You may wonder why the distinction is important. There are different laws for each type of association. The rights and responsibilities of owners are different in each type of community and procedural operations are likewise different. Here are a few examples:
 

Election Procedures:

Proxy wars in condominiums led to substantial revisions of the Condominium Act - one of those revisions eliminated use of proxies for elections and created a balloting procedure requiring advance nominations (no nominations from the floor) and a 2 envelope system for casting election ballots. Once an election ballot is received by a condominium association, it cannot be revoked. Most HOAs use general proxies for most matters, including the election of directors.

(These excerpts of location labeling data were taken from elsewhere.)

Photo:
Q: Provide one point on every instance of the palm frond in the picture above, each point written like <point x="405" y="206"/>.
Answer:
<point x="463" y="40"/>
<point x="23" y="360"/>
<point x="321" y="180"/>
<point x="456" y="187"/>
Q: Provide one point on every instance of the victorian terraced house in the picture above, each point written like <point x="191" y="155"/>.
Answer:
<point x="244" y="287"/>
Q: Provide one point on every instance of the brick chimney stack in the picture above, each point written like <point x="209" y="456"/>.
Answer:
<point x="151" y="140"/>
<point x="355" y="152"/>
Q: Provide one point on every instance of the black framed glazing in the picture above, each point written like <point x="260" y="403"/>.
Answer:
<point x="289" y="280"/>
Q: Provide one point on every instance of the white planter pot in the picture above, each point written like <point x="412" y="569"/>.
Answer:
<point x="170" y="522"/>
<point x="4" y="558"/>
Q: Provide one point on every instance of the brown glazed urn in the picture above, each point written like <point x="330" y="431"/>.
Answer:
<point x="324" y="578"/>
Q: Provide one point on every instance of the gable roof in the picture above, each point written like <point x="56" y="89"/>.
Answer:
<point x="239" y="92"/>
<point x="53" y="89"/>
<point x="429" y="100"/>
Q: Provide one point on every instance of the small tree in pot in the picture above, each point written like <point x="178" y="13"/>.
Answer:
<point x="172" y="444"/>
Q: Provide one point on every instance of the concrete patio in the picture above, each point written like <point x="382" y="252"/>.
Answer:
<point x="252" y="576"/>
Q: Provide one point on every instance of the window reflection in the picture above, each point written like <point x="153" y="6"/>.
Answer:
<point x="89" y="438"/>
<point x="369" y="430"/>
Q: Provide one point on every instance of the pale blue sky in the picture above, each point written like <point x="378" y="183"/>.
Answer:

In an HOA nominations are allowed from the floor. The proxy holder would then consider the nominees and vote in the manner they believe is appropriate without consulting the voter (proxy giver). Proxies can be revoked and a later dated proxy will control, leading some HOA owners to solicit proxies multiple times if they want to control the outcome of an election.

Quorum Requirements:

A quorum is not necessary to hold a condo election. The Condominium Act only requires participation (ballots) by 20% of the members in order to hold a valid election. This provision ensures that the members (owners) have a say in association leadership even if the majority of the members don't care and don't vote. HOA owners do not enjoy that benefit as there must be a quorum to hold an election. Many owners do not participate in association affairs. They ignore mailings, do not attend meetings and do not send back proxies. That number rises when homes are abandoned, in some stage of foreclosure, bank owned and the like. The lack of participation can prevent an election from being held and the existing board members stay in office which leads to owner complaints from time to time.
 

Dispute Resolution:

The State’s mandatory, non-binding arbitration program has been in place since 1992. The Court system became overburdened with condominium cases and litigation is highly procedural, creating a substantial disadvantage to pro-se defendants (homeowners without legal counsel). The purpose of the statutorily-mandated arbitration procedure is to provide a more informal and cost-effective forum for resolution of condominium disputes. HOAs don't have access to the arbitration system with 2 exceptions: election and recall issues. Thus, a homeowner frustrated because the board ignores all requests for records has to file a lawsuit after he or she sends a statutory offer to participate in pre-suit mediation. That HOA owner does not have an enforcement agency to call to get help obtaining the records and doesn't have the option of filing a user-friendly petition for arbitration. 
 

There are many other differences between condominium and homeowners' association operations and some associations turn to the Division of Florida Condominiums, Timeshares and Mobile Homes for guidance.  We will discuss one recent declaratory statement that addressed leasing office space in a future post.

 

Swimming Pool Drain Covers Recalled

Board members can catch a lot of heat if the community pool closes, especially in this time of the year.  We first explained the Virginia Graeme Baker Pool and Spa Safety Act in Many Florida Condos & HOAs Must Comply with Pool & Spa Safety Act and then re-addressed issues concerning community pools in the following posts:

Community Pools are Subject to Health Department Regulation

Pool & Spa Safety Requirements Revisited

Many associations have installed the compliant drain covers, as well as addressed the direct suction issue. The federal requirements apply to virtually any pool operated by a community association, and are independent of state permitting regulations.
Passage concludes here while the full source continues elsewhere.